Methods— We conducted a randomized controlled trial in 285 patients with recent transient ischemic attack or stroke to examine the effect of lowering tHcy with folic acid 2 mg, vitamin B₁₂ 0.5 mg, and vitamin B₆ 25 mg compared with placebo on laboratory markers of vascular inflammation, endothelial dysfunction, and hypercoagulability.
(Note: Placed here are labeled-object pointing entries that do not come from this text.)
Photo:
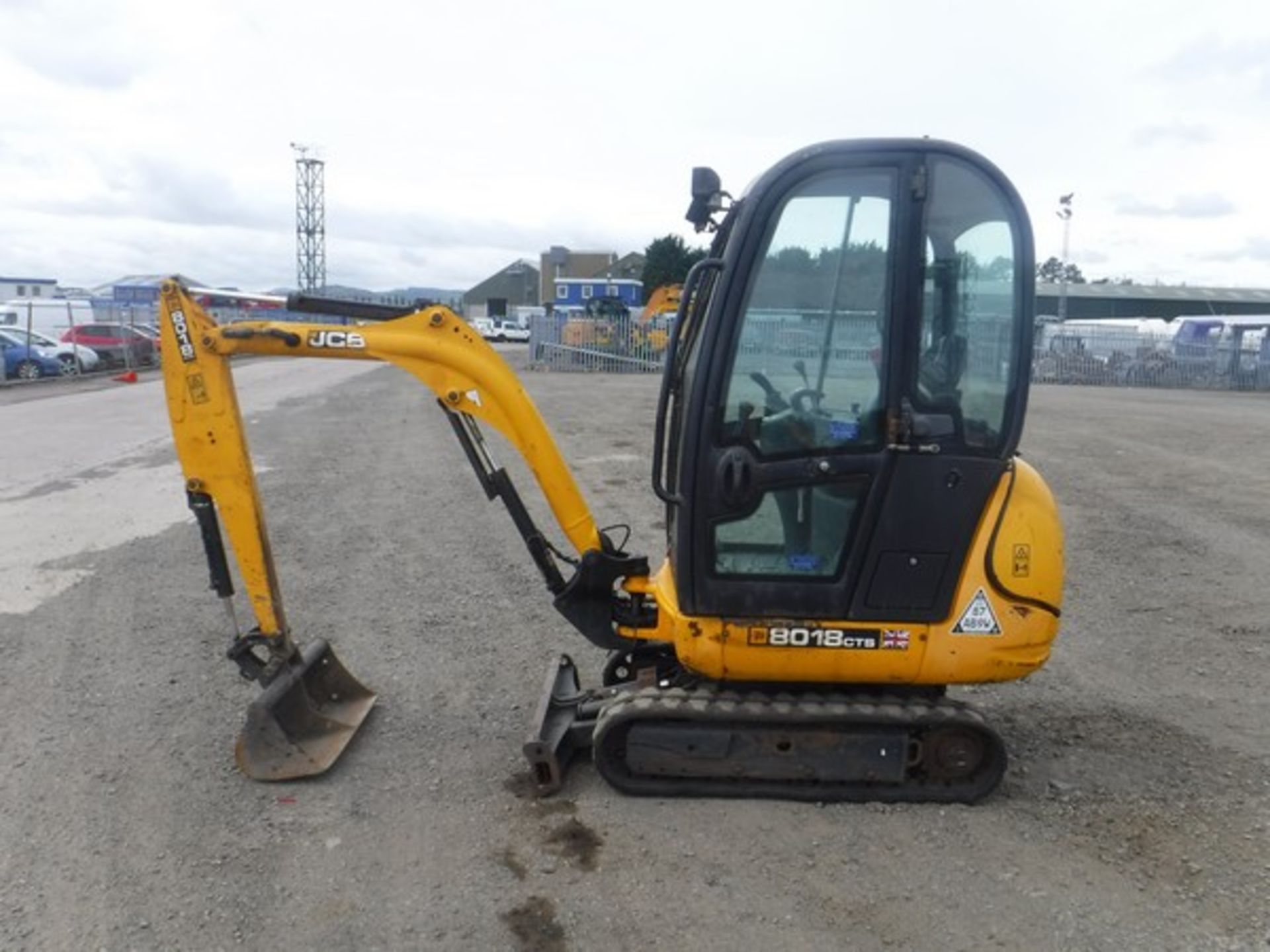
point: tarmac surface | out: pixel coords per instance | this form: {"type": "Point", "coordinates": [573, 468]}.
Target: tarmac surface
{"type": "Point", "coordinates": [1136, 814]}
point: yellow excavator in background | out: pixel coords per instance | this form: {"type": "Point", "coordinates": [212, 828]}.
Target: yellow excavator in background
{"type": "Point", "coordinates": [652, 331]}
{"type": "Point", "coordinates": [849, 526]}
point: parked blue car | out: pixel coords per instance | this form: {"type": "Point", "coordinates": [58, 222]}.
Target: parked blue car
{"type": "Point", "coordinates": [26, 364]}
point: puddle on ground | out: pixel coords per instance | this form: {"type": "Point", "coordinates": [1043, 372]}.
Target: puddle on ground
{"type": "Point", "coordinates": [574, 842]}
{"type": "Point", "coordinates": [535, 927]}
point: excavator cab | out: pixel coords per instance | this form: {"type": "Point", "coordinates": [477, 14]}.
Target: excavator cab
{"type": "Point", "coordinates": [846, 385]}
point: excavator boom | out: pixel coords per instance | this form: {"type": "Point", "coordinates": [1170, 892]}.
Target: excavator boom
{"type": "Point", "coordinates": [312, 706]}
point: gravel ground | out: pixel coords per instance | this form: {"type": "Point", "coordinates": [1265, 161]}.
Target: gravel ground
{"type": "Point", "coordinates": [1136, 814]}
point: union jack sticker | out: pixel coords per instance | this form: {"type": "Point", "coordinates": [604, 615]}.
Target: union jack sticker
{"type": "Point", "coordinates": [896, 639]}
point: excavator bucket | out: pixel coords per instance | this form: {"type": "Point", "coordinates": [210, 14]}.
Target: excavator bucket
{"type": "Point", "coordinates": [304, 719]}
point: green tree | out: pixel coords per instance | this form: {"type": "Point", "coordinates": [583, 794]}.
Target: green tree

Results— At 6 months after randomization, there was no significant difference in blood concentrations of markers of vascular inflammation (high-sensitivity C-reactive protein [P=0.32]; soluble CD40L [P=0.33]; IL-6 [P=0.77]), endothelial dysfunction (vascular cell adhesion molecule-1 [P=0.27]; intercellular adhesion molecule-1 [P=0.08]; von Willebrand factor [P=0.92]), and hypercoagulability (P-selectin [P=0.33]; prothrombin fragment 1 and 2 [P=0.81]; D-dimer [P=0.88]) among patients assigned vitamin therapy compared with placebo despite a 3.7-µmol/L (95% CI, 2.7 to 4.7) reduction in total homocysteine (tHcy).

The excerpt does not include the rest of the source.